Becoming digitally adaptable is more important than ever, and is the most important way that any organization can begin to future-proof themselves in the face of so much uncertainty.

Here are three strategies that can help future-proof your organization:

Strategy 1: Embrace flexibility over rigidity

A largely digital workforce means that most members of the workforce will not have entirely designated workspaces that will allow for uninterrupted hours of productivity. This type of workforce is often referred to as highly distributed and potentially inconsistent (HDPI). This means that workers are everywhere, and external factors can’t necessarily be controlled to limit interruption.

Using the same quotas and expectations regarding the timeliness of a returned product may not work as effectively on a digital platform. There is going to be ebb and flow in how much workers will get done based on task and availability, and this is okay. Expecting these adjustments and preparing for them effectively by communicating with your workers is the most helpful path forward.

Strategy 2: Limit roadblocks where possible

With workers being highly distributed and working hours being more flexible, it is common for a business to experience chokeholds or roadblocks in productivity as one worker awaits for another to be available to complete a minor task before anything can move forward. From a managerial standpoint this is frustrating, but can be easily avoided by re-working how tasks are managed and assigned.

Take the time to evaluate the flow of work from the traditional office space, and to see how those tasks can be managed individually when broken into smaller chunks. Then, create a way for people to easily be able to add their contributions in real-time without having to wait on another component to begin. This will allow more versatile employees a chance to shine as they are able to fill in gaps and help piece work together that may have remained isolated previously.

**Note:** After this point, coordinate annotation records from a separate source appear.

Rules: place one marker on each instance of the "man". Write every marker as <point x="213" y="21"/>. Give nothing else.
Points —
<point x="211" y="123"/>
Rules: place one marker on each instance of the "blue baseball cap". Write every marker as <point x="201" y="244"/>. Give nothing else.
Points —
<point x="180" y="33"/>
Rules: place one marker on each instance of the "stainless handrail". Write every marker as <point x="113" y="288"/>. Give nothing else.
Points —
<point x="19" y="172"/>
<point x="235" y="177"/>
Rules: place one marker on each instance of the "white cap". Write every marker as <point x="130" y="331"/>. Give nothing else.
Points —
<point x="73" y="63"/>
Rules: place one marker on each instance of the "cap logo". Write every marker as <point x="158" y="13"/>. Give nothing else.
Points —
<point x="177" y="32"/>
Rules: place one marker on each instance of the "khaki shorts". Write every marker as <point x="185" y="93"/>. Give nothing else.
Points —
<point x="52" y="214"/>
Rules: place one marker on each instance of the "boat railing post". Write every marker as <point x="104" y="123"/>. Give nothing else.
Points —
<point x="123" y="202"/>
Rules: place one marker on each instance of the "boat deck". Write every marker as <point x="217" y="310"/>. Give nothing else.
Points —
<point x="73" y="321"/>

This ultimately will create a more productive and effective workforce.

Strategy 3: Manage time more effectively by managing it less often

As worker availability and productivity may ebb and flow, it makes more sense for the corporation to be adaptable and allow workers to contribute in the most effective ways for their household needs rather than expect total rigidity to a traditional office-structured schedule. For many, working from home means caring for children or aging parents alongside managing a workload, and could mean that work happens on and off throughout the day and into the night rather than just through traditional hours.

Rather than expecting all workers to maintain traditional availability, consider having designated check-in times for workers to communicate with one another, like a traditional meeting, and then allow the workforce to meet deadlines and complete tasks at the hours that work for them. A bit of flexibility in time management can drastically improve employee morale and productivity.